When I try to access ScreenConnect, I get a secured HTTPS connection but a bad gateway error. The Nginx error log shows this...
2017/04/17 19:50:30 [error] 13586#13586: *10 SSL_do_handshake() failed (SSL: error:140770FC:SSL routines:SSL23_GET_SERVER_HELLO:unknown protocol) while SSL handshaking to upstream, client: xxx.xxx.xxx.xxx, server: www.redacted.ca, request: "GET /favicon.ico HTTP/1.1", upstream: "https://127.0.0.1:8040/favicon.ico", host: "redacted.ca", referrer: "https://redacted.ca/"Any hints on what I'm doing wrong?
I could blow away the server altogether and rebuild using CentOS to follow the how-to exactly but I'd obviously prefer not having to recreate the proverbial wheel.
- created a file named redacted.ca.conf and saved it in
-
I should add that ScreenConnect is fully accessible at www.redacted.ca:8040 so I'm pretty sure I screwed something up somewhere.
-
Did you reload Nginx after adding the configuration file?
-
@scottalanmiller Sure did.

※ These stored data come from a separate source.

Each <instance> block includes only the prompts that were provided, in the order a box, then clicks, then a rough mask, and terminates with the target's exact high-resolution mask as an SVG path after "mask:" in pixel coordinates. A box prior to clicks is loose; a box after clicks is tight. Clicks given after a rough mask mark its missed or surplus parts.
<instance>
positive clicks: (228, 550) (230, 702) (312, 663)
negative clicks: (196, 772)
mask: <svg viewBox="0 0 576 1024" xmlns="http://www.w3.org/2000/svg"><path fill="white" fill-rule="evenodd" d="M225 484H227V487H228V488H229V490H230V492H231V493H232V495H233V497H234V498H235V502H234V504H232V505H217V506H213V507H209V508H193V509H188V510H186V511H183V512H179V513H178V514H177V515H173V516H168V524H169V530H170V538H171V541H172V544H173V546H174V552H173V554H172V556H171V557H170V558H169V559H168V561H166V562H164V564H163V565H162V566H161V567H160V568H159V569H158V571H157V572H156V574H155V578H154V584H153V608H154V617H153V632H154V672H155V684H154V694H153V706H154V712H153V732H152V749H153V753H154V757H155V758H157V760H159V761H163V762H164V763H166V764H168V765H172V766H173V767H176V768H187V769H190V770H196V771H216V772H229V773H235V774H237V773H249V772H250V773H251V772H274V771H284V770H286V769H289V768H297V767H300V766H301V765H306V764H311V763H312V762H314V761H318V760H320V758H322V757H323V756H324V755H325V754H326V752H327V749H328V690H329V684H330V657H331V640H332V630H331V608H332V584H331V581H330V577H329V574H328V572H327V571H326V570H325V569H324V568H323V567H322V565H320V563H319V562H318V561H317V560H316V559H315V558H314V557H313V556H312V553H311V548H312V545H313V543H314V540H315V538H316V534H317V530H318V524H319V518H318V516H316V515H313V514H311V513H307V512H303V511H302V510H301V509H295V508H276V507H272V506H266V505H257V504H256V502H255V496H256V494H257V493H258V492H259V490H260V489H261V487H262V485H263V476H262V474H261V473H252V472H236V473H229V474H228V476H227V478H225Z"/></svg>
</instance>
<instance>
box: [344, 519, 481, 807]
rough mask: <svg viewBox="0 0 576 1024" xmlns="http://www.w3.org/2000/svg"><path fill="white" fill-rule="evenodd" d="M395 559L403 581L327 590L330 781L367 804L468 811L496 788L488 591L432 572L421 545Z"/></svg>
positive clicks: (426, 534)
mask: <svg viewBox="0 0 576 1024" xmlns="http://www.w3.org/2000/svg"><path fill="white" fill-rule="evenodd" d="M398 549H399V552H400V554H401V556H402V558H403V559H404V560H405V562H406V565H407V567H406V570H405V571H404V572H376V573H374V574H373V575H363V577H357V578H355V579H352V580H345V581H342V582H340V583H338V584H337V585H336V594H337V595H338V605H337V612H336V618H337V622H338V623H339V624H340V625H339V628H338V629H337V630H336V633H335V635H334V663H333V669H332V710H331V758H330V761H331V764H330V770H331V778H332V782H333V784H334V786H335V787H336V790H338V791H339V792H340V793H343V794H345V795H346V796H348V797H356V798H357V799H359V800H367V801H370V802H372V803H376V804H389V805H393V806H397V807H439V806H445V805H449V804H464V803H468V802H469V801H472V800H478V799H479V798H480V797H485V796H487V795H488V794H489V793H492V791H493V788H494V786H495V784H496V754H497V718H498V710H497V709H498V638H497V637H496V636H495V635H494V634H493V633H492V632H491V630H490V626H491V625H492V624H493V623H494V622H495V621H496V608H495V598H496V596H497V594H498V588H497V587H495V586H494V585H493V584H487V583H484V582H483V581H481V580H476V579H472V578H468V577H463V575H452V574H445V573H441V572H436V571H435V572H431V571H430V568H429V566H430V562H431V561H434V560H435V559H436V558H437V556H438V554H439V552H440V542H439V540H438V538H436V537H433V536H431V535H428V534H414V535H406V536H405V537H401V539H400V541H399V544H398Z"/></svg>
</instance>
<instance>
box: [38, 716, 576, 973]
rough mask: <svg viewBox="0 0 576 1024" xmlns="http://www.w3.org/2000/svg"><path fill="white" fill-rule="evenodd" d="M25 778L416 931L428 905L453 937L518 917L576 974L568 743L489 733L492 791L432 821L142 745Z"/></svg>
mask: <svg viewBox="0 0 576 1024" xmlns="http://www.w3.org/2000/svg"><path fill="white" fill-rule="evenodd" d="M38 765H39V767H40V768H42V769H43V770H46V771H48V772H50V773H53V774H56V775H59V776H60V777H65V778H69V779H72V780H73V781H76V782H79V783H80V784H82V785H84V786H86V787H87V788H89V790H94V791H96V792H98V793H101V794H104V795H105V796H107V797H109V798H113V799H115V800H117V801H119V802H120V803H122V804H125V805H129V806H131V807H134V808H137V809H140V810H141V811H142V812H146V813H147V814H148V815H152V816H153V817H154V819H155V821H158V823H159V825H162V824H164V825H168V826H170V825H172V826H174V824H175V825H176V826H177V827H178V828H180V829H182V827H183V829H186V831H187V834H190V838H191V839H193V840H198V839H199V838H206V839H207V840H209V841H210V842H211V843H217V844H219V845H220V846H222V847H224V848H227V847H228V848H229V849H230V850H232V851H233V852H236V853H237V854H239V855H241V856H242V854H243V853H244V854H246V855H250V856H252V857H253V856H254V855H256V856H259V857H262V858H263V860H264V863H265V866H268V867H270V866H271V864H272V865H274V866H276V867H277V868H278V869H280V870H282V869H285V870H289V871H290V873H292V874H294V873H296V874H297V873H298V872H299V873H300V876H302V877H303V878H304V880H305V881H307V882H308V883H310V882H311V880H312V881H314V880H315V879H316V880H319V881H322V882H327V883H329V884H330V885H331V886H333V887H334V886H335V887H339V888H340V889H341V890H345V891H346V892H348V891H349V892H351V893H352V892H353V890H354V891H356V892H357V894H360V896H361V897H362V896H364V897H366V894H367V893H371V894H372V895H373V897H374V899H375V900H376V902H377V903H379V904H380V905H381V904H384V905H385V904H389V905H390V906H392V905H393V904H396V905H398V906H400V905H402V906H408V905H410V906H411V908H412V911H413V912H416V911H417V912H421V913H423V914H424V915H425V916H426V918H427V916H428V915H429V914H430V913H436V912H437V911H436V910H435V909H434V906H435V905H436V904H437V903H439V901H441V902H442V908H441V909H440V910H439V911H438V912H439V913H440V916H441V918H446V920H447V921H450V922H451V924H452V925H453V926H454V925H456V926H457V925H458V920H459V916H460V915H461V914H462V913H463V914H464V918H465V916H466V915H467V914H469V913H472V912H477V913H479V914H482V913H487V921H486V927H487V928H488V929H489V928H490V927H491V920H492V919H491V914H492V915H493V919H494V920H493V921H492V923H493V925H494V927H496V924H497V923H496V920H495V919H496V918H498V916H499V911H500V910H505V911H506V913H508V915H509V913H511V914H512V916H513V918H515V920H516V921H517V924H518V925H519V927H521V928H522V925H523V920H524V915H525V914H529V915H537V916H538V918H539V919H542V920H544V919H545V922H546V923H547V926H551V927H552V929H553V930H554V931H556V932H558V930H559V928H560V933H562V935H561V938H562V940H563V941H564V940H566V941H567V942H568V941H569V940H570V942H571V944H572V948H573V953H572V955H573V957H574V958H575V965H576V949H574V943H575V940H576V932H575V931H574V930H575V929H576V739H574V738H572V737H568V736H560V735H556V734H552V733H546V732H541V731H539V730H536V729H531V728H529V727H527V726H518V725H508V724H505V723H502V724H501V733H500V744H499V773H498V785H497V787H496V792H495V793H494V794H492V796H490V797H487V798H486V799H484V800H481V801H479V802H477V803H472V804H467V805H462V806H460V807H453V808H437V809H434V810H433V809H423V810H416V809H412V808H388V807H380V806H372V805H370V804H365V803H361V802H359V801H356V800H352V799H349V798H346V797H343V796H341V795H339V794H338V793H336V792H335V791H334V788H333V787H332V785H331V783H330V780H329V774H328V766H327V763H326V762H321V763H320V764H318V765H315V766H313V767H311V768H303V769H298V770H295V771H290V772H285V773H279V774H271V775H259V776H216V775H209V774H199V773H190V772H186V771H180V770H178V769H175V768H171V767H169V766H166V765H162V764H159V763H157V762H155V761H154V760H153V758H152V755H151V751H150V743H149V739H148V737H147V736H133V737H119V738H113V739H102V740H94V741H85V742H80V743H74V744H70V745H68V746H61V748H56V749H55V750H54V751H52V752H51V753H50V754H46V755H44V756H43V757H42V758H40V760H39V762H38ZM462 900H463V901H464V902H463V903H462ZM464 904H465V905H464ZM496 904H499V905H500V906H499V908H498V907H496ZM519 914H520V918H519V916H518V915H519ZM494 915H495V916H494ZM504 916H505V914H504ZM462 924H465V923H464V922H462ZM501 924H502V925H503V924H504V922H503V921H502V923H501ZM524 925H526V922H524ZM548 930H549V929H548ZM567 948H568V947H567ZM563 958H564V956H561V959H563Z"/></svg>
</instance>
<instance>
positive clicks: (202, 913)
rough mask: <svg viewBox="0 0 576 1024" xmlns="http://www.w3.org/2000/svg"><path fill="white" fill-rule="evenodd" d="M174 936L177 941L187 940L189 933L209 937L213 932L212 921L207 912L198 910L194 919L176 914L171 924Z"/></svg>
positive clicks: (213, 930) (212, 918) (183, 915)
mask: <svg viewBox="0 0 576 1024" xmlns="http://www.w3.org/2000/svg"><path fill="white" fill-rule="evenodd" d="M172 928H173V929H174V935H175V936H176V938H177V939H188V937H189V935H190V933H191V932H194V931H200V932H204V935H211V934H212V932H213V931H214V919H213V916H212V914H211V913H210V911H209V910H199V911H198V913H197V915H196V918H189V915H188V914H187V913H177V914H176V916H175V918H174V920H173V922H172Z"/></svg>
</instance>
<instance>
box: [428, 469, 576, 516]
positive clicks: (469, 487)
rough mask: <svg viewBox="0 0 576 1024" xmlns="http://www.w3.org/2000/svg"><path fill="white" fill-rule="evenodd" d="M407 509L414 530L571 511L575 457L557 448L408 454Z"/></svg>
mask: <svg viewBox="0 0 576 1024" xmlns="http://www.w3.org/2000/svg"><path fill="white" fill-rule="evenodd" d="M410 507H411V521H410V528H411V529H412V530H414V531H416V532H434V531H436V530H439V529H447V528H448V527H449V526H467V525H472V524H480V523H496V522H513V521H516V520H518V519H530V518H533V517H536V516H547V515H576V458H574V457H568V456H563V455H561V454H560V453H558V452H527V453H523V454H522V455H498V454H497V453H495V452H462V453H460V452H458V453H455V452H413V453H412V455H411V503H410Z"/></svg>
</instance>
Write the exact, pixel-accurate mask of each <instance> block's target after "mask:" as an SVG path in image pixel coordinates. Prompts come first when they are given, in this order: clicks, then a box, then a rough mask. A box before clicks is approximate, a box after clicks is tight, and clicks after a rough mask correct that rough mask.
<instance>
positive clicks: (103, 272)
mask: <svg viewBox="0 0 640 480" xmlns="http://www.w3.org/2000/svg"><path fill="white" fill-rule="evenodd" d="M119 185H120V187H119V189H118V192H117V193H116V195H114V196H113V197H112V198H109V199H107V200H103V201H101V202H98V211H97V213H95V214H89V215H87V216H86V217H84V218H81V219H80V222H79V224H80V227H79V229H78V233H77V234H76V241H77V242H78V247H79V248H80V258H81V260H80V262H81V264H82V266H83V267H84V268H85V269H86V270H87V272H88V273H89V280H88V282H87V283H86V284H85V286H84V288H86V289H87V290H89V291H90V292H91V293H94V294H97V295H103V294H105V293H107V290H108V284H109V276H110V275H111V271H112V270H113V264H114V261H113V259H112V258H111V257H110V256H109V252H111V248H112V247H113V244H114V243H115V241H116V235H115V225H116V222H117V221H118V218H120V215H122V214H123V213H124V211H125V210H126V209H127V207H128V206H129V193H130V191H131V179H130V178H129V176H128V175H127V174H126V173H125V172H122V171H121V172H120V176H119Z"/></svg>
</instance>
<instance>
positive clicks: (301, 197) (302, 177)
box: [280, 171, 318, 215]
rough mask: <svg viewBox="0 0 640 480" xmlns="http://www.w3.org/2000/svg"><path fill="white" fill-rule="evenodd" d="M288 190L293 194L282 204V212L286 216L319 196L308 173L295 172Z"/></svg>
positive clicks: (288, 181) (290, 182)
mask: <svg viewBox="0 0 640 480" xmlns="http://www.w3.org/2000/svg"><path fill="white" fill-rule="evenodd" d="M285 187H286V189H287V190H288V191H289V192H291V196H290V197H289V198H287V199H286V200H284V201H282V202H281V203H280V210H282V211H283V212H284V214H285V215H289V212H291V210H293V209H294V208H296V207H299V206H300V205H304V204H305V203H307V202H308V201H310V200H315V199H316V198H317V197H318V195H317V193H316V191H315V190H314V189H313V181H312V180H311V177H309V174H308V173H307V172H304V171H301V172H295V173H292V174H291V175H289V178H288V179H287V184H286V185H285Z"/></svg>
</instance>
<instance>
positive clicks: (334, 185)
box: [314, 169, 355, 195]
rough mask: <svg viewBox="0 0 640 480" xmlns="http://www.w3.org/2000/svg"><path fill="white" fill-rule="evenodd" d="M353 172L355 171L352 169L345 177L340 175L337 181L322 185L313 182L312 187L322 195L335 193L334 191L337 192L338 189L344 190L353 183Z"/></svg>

Restarted both Nginx and ScreenConnect services.
-
Here is a really simple nginx config that I have...
server { listen 443 ssl http2; server_name server.com www.server.com; ssl on; include ssl.conf; ssl_certificate /etc/letsencrypt/live/server.com/fullchain.pem; ssl_certificate_key /etc/letsencrypt/live/server.com/privkey.pem; location / { proxy_pass http://127.0.0.1/; } } -
@scottalanmiller said in Looking for how-to on setting up a proxy:
server {
listen 443 ssl http2;
server_name server.com www.server.com;ssl on; include ssl.conf; ssl_certificate /etc/letsencrypt/live/server.com/fullchain.pem; ssl_certificate_key /etc/letsencrypt/live/server.com/privkey.pem; location / { proxy_pass http://127.0.0.1/; }}
When I use this simplified file, and modify only for my domain, Nginx won't restart. It appears I'm in an even worse spot with this file than before unfortunately.
-
What error does it give you when Nginx fails? Maybe your cert paths is bad.